Variadic function parameters passed by move
Ali Çehreli via Digitalmars-d-learn
digitalmars-d-learn at puremagic.com
Wed Dec 21 15:29:32 PST 2016
On 12/21/2016 02:59 PM, Nordlöw wrote:
> On Wednesday, 21 December 2016 at 21:02:17 UTC, Ali Çehreli wrote:
>> void f(Rs...)(Rs ranges)
>> {
>> import std.functional: forward;
>> g(forward!ranges);
>
> Interesting. How does this differ from std.algorithm.mutation.move()
> when R.length is 1?
>
> Why do we have both `move` and `forward`, then?
Here is what I understand after glancing the documentation again:
* 'move' is for moving state, which may necessitate destroying the
source if leaving it behind can cause harm. For example, if the object
has a destructor or post-blit, then the source should be "silenced" :)

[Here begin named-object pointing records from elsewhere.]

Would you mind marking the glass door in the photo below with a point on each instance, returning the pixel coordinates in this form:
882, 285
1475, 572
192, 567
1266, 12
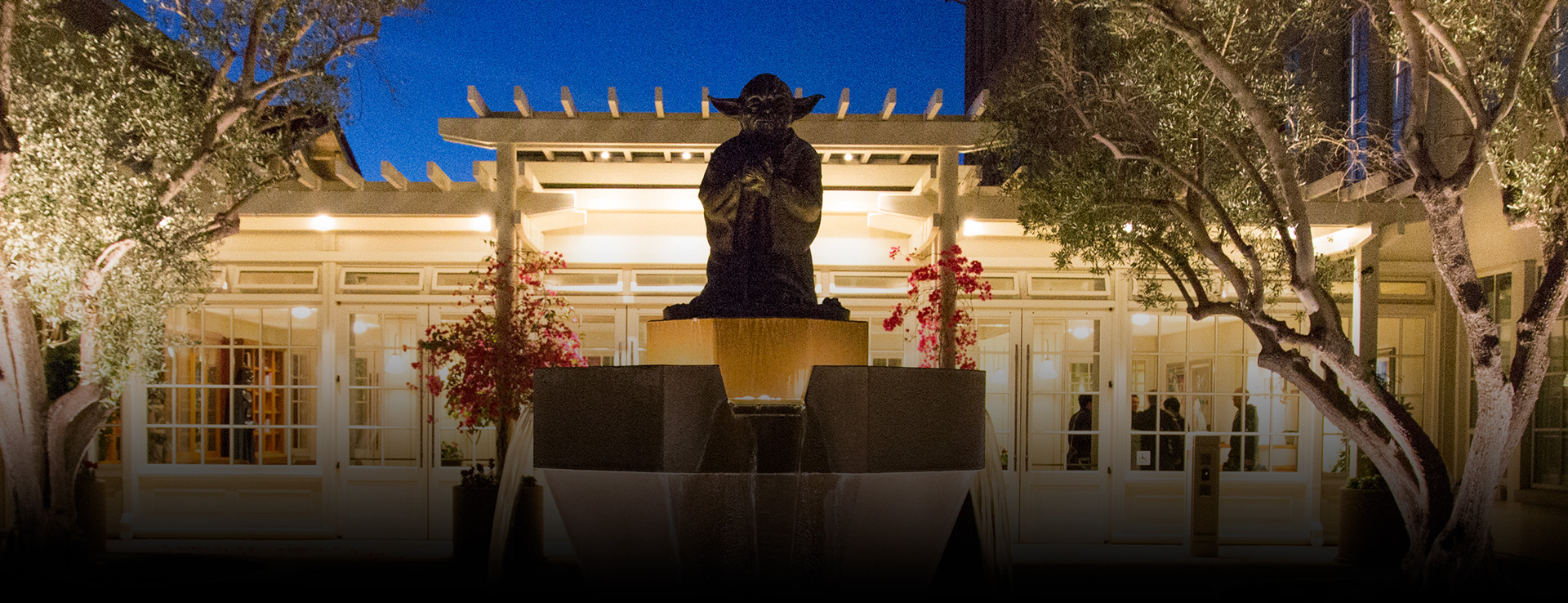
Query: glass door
385, 424
1063, 468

to prevent doing it twice.
* As an added bonus, 'move' seems to be one spot (the only?) that D
validates that a struct object does not have internal pointers.
* 'forward' is for forwarding arguments to functions. It seems to an
answer to "perfect forwarding" that I know from C++: maintain
by-ref'ness of arguments when forwarding them to other functions.